What is the Leveson Enquiry? For those unfamiliar, the enquiry has its own website. And logo. Funny how these things have become a kind of industry of their own in Britain.

http://www.levesoninquiry.org.uk/

I only tuned in toward the end of the session in which Tony Blair was giving evidence, but having subsequently seen the “highlights” repeated on BBC News, I am slightly concerned that we might just be paying a lot of people to sit around for no productive reason whatsoever.

The world’s most tedious man embarks upon a ten-minute, multi-clause question seemingly designed to flatter himself and not to extract any remotely useful information from the witness

Television at its best here.

Tony Blair listens to the incredibly long, pompous question being addressed to him before realising that another 3 hours of this lie ahead, losing the will to live and giving another predictably bland answer.

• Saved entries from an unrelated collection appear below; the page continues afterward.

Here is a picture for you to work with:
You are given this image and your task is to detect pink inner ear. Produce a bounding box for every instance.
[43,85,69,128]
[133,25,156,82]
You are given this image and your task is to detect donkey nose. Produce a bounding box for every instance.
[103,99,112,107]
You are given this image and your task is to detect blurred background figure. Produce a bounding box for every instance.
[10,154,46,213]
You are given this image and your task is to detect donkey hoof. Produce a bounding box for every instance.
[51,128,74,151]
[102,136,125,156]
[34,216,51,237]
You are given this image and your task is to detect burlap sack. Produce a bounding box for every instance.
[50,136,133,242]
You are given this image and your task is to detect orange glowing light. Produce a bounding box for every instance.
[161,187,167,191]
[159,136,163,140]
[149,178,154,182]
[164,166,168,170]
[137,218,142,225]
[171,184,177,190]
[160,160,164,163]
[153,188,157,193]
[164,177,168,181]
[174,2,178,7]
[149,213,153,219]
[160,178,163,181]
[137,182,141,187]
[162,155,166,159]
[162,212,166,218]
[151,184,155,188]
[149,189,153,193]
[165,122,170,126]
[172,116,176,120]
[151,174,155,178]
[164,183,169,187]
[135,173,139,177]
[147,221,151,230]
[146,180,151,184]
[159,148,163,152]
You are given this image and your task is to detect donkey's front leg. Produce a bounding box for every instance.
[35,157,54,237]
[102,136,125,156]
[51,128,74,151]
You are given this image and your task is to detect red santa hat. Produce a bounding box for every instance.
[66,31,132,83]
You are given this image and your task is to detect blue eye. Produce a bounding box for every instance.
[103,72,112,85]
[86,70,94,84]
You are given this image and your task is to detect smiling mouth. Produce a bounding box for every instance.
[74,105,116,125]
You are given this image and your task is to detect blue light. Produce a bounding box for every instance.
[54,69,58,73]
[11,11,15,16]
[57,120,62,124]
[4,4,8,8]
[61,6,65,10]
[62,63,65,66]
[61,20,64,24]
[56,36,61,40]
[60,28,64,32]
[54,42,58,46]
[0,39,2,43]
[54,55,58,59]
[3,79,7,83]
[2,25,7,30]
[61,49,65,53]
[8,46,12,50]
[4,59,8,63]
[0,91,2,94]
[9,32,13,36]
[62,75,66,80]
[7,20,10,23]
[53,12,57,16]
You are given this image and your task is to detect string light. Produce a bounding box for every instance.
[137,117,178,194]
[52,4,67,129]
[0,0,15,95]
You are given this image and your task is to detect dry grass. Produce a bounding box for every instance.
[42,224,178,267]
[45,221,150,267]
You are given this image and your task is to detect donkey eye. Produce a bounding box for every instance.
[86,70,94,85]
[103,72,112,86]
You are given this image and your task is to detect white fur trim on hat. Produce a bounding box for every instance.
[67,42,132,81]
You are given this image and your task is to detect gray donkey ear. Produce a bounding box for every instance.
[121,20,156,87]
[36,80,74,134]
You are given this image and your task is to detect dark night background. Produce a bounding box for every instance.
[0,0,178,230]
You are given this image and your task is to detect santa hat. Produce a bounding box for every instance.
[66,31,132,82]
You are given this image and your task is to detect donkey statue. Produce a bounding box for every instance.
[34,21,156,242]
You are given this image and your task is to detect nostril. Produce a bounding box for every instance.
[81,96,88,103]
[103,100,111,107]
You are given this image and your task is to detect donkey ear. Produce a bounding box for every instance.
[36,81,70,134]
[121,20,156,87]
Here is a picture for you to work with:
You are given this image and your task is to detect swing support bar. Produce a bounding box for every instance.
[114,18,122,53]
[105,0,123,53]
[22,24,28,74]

And after all of this drama and posturing, what did we actually learn today from Tony Blair’s evidence? Essentially, that the media is very powerful and that Tony Blair recognised this when he was Prime Minister, and devised clever strategies to try to keep as much of the media as possible on his side. Oh, and that he didn’t think it was really very proper for the press to say nasty things about his wife and children. Fascinating.

We are paying for all of these people to sit in a room, surrounded by their lever-arch files and court stenographers, so that a glossy report can be published and life can continue exactly as it did before.

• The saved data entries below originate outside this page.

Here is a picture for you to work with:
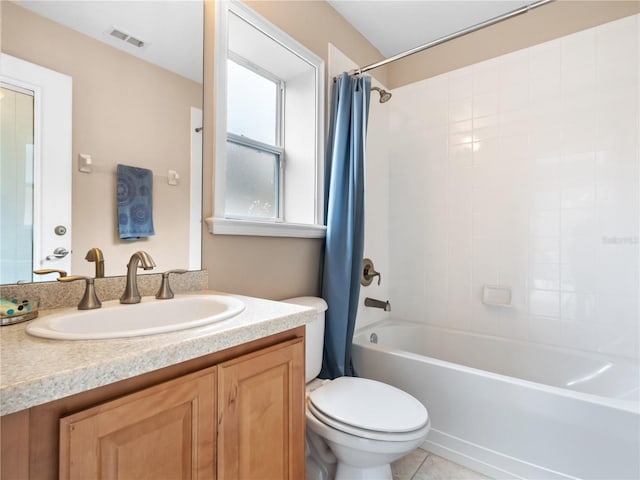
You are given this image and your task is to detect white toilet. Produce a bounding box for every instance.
[284,297,430,480]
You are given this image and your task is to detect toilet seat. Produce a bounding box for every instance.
[307,377,429,442]
[307,400,430,442]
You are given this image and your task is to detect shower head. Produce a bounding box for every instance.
[371,86,392,103]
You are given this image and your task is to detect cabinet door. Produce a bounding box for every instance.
[59,366,216,480]
[217,338,305,480]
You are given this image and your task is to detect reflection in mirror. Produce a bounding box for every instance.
[0,0,203,284]
[1,85,35,283]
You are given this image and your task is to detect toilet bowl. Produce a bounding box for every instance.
[307,376,429,480]
[283,297,430,480]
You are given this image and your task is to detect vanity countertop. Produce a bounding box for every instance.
[0,291,314,416]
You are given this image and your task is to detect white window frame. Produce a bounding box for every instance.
[208,0,326,239]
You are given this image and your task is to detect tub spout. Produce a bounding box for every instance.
[364,297,391,312]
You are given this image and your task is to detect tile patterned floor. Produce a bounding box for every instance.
[391,449,490,480]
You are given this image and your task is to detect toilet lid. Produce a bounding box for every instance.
[307,400,430,442]
[308,377,428,433]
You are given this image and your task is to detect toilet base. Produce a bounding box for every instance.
[336,462,392,480]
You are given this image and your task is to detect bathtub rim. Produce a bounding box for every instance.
[353,318,640,415]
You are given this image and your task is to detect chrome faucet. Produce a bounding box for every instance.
[120,251,156,304]
[364,297,391,312]
[85,248,105,278]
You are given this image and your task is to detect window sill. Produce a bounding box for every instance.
[205,217,326,239]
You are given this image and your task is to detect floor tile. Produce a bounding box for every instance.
[412,453,490,480]
[391,448,429,480]
[391,449,490,480]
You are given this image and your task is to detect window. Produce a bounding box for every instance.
[209,0,325,238]
[226,57,283,221]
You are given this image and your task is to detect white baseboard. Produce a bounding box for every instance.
[422,429,579,480]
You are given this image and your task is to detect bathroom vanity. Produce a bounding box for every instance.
[0,293,313,479]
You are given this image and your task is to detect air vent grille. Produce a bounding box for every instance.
[108,27,145,48]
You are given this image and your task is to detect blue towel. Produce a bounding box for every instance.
[117,164,155,240]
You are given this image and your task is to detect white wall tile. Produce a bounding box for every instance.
[596,294,639,325]
[561,292,597,322]
[595,321,639,359]
[528,315,560,344]
[595,243,639,297]
[499,49,529,89]
[473,58,500,95]
[530,236,561,264]
[561,118,597,155]
[449,98,472,123]
[387,15,639,359]
[562,28,596,74]
[499,87,529,112]
[596,15,639,89]
[530,42,562,103]
[473,92,499,119]
[531,211,560,237]
[529,290,560,317]
[449,67,473,100]
[562,27,597,99]
[596,150,640,210]
[473,114,499,142]
[560,320,596,352]
[531,189,561,212]
[561,208,597,245]
[530,263,560,291]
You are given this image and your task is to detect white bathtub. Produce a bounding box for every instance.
[351,320,640,480]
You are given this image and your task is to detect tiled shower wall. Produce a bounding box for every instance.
[388,14,639,359]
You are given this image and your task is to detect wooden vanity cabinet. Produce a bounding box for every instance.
[1,327,305,480]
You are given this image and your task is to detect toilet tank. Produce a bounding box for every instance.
[282,297,328,383]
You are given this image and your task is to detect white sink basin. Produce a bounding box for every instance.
[26,294,245,340]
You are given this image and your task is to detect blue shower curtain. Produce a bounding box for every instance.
[320,72,371,379]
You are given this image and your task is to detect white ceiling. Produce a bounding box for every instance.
[19,0,203,84]
[327,0,533,58]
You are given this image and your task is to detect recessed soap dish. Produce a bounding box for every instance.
[482,285,512,307]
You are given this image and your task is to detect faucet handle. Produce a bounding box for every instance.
[362,258,381,286]
[34,269,67,279]
[58,276,102,310]
[155,269,188,300]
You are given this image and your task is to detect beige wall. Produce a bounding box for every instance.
[387,1,640,88]
[2,2,202,277]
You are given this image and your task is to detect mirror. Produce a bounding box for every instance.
[0,0,203,283]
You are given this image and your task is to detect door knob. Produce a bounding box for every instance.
[46,247,69,260]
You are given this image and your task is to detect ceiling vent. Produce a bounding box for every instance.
[108,27,145,48]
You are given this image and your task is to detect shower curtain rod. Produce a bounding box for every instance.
[350,0,554,76]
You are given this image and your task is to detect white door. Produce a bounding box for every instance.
[0,54,72,282]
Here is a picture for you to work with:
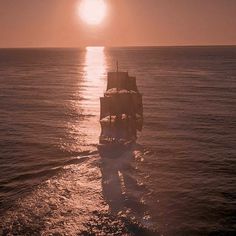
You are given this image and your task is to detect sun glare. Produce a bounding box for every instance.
[79,0,107,25]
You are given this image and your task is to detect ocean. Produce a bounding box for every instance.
[0,46,235,235]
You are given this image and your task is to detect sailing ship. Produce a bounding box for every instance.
[98,65,143,150]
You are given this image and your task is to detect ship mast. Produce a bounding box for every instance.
[116,60,119,72]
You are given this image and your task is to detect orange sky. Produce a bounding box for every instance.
[0,0,236,48]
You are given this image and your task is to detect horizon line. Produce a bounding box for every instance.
[0,44,236,50]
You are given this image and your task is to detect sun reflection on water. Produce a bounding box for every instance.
[80,46,107,147]
[82,46,106,104]
[64,47,106,152]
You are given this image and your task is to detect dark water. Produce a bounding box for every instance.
[0,46,235,235]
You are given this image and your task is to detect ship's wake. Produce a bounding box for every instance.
[0,145,158,235]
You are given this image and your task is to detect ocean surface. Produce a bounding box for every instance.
[0,46,235,235]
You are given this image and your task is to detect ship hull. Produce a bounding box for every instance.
[97,139,135,155]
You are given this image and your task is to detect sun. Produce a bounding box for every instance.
[79,0,107,25]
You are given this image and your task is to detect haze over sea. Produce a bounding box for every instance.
[0,46,235,235]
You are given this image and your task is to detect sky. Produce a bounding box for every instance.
[0,0,236,48]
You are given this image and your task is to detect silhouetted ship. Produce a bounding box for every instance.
[98,66,143,150]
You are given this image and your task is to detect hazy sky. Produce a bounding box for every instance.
[0,0,236,47]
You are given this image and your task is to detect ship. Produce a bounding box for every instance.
[98,64,143,151]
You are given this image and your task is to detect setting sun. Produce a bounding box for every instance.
[79,0,107,25]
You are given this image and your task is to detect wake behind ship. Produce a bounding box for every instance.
[99,67,143,150]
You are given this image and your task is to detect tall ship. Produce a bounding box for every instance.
[99,65,143,150]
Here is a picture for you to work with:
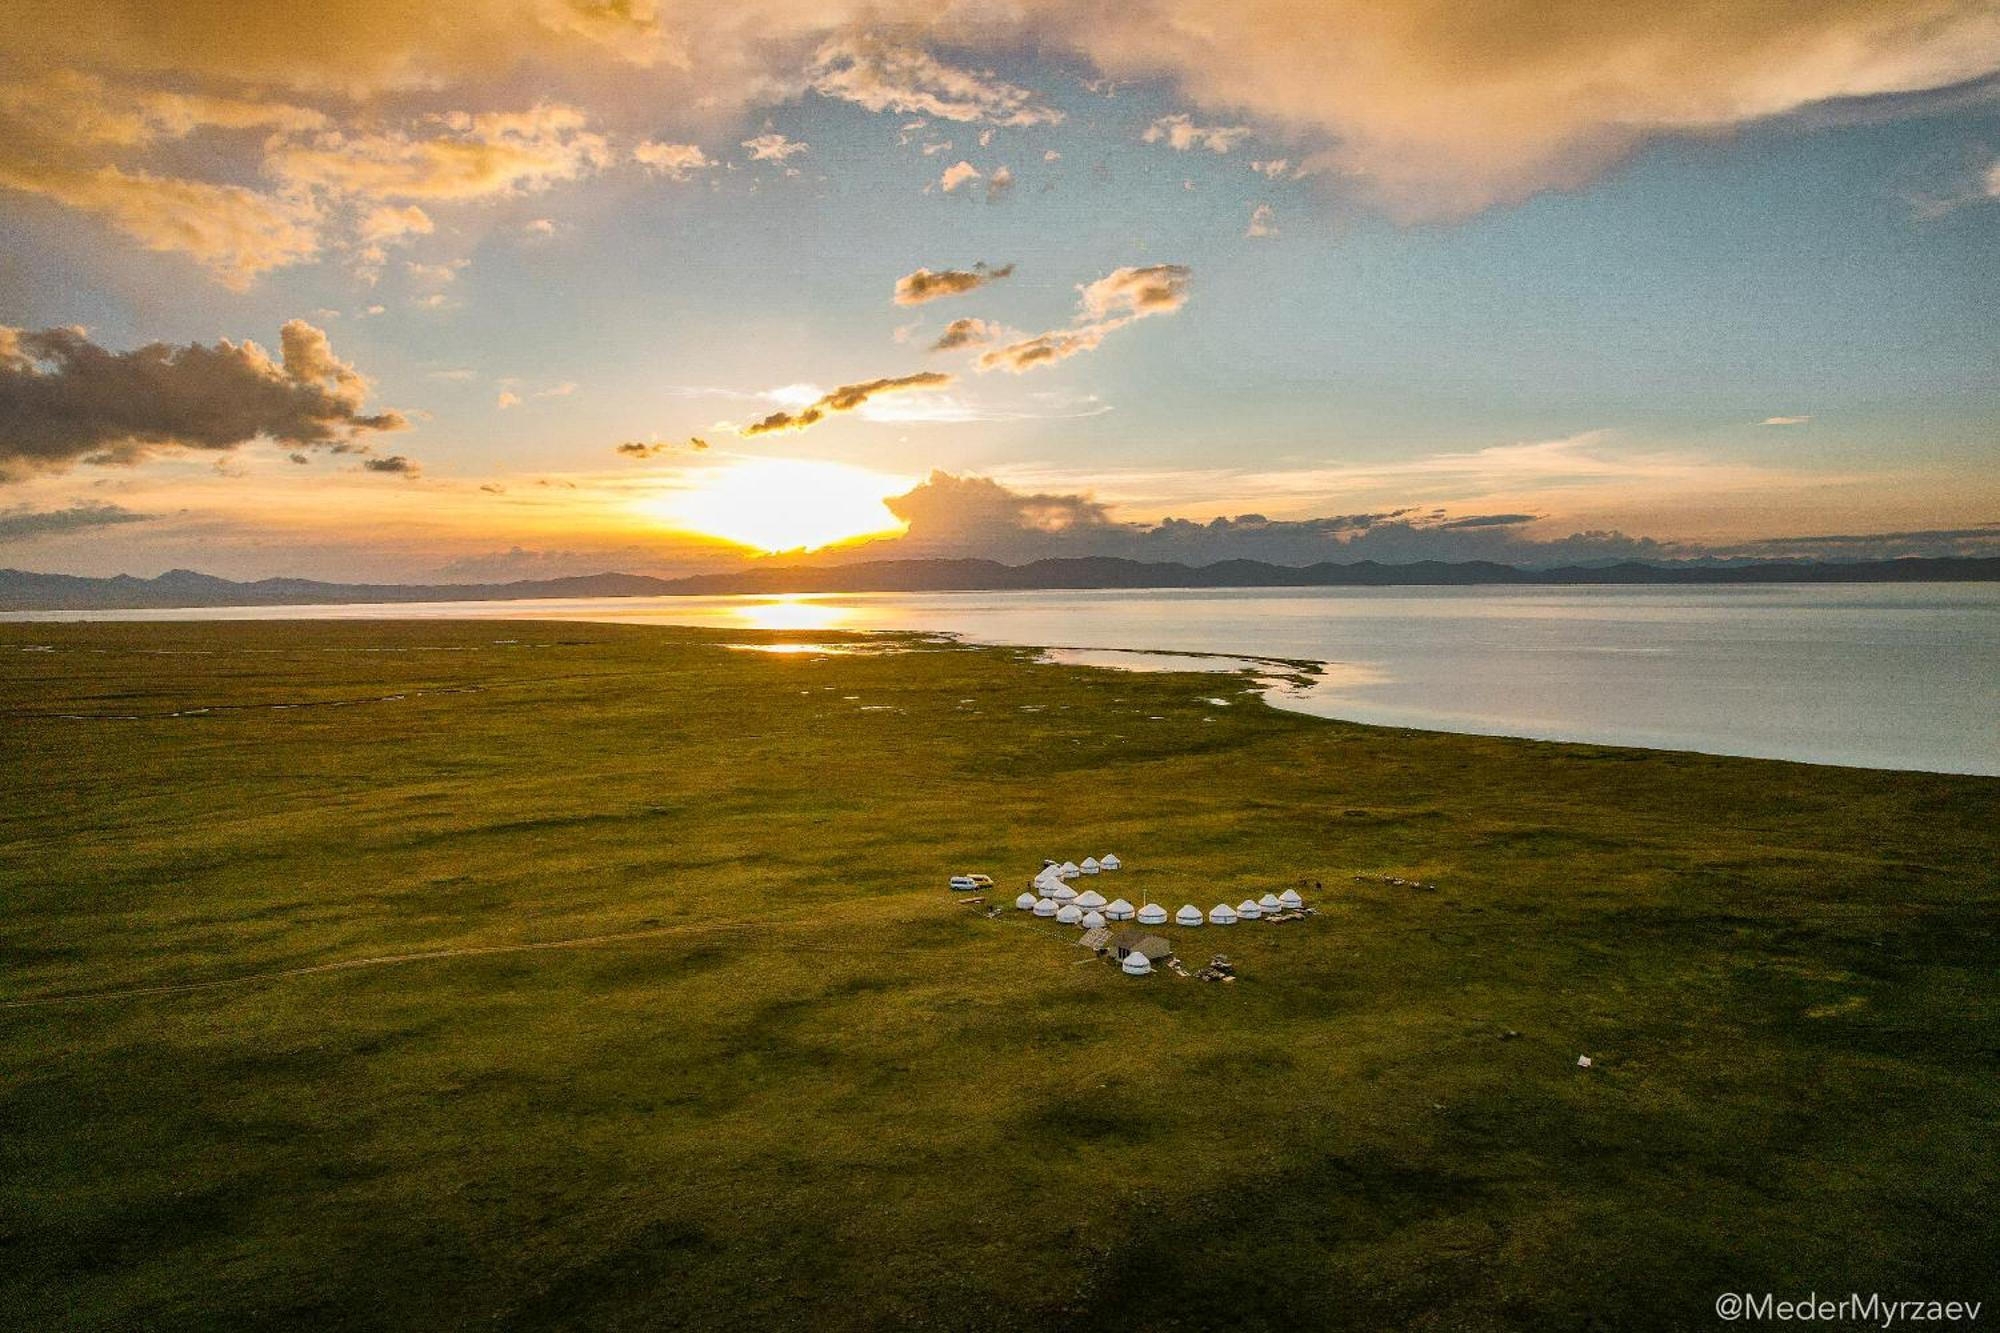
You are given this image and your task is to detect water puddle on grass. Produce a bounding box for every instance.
[1031,646,1380,713]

Here is all anyone needs to know about regulation of the press and freedom of speech in Britain. Quite literally, this is all anyone needs to know:

1. There is a small elite of powerful people in Britain whose families know each other, who attended the same schools, the same parties, and the same social events. Whether they end up in politics (in either of the main parties), industry (running big companies that do business in Britain) or the media (newspaper or television), their personal preferences, feuds and biases are reflected in the attitudes of their respective political parties / companies / newspapers to one another. Anyone surprised by this non-revelation is a simpleton.

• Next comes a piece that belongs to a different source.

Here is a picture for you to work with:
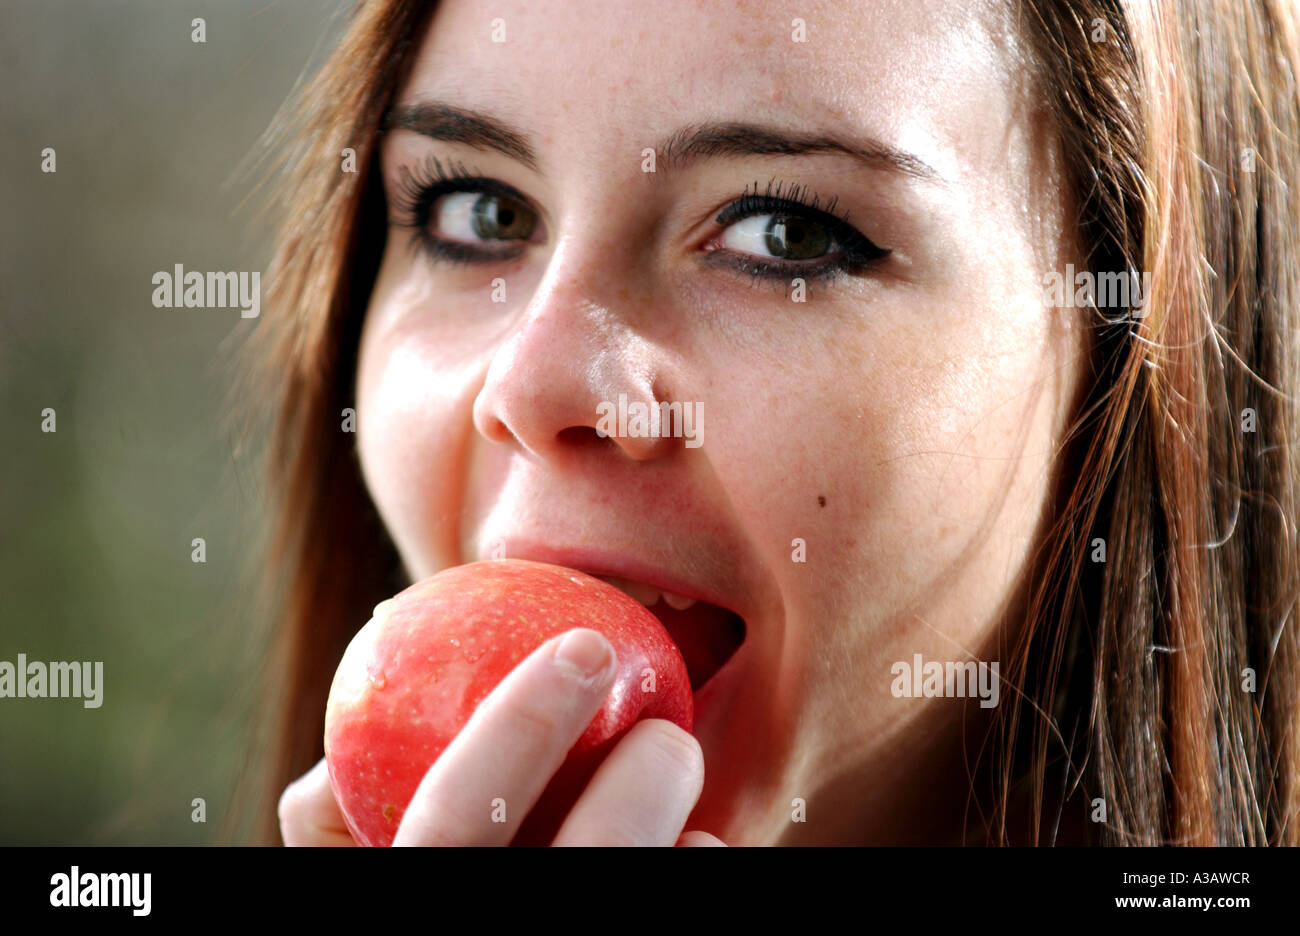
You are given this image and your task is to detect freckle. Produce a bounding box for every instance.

2. We will never know whether any secret deals have been done between any prior governments and media entities in the past, because there are no robust rules about lobbying, declaring interests or exercising influence in place at the moment, and no one involved in such a scheme is very likely to blurt out the fact during an on-the-record, televised enquiry. If you are wondering whether this fact renders the whole enquiry a complete waste of time, you would not be alone.

3. Our libel laws are ridiculous and need urgent reform. Nothing to do with the Leveson enquiry, just a fact.

4. The division between news reporting and opinion is not as clear as it should be in British newspapers.

5. British media companies, like companies in general, sometimes hire bad people who do bad things while on the job. Sometimes this becomes endemic in the organisation concerned. We don’t need to create special new laws to prevent such things happening in the future. If phone hacking was illegal before, prosecute the people involved under the existing laws. Just as we don’t need to design new regulations when the misdemeanour happens in a construction company or a bank, so we don’t need to design new laws when it happens in the media. Tempting though it may be when everyone is a lawyer and wants to be paid for doing something.

6. Until we as a country codify at a very high, hard-to-amend level (i.e. in a constitution or bill of rights of some kind) exactly what, if any, restrictions we are willing to accept on free speech – both as individuals and as media – any time that anything happens to rock the boat, any time that anyone in the media does something improper, we will have another enquiry like this and pay a bunch of former and current lawyers and judges to sit around doing what they are doing at the moment.

7. That’s it.

Isn’t our unwritten constitution a wondrous, beautiful thing? Oh, how we must treasure and preserve it for all time.

UPDATE – Oh, here’s the best bit. Because Tony Blair was interrupted by a protester while giving evidence to the enquiry, Lord Justice Leveson has now ordered an enquiry into how his enquiry was interrupted by a protester. I’m not joking. Welcome to Britain.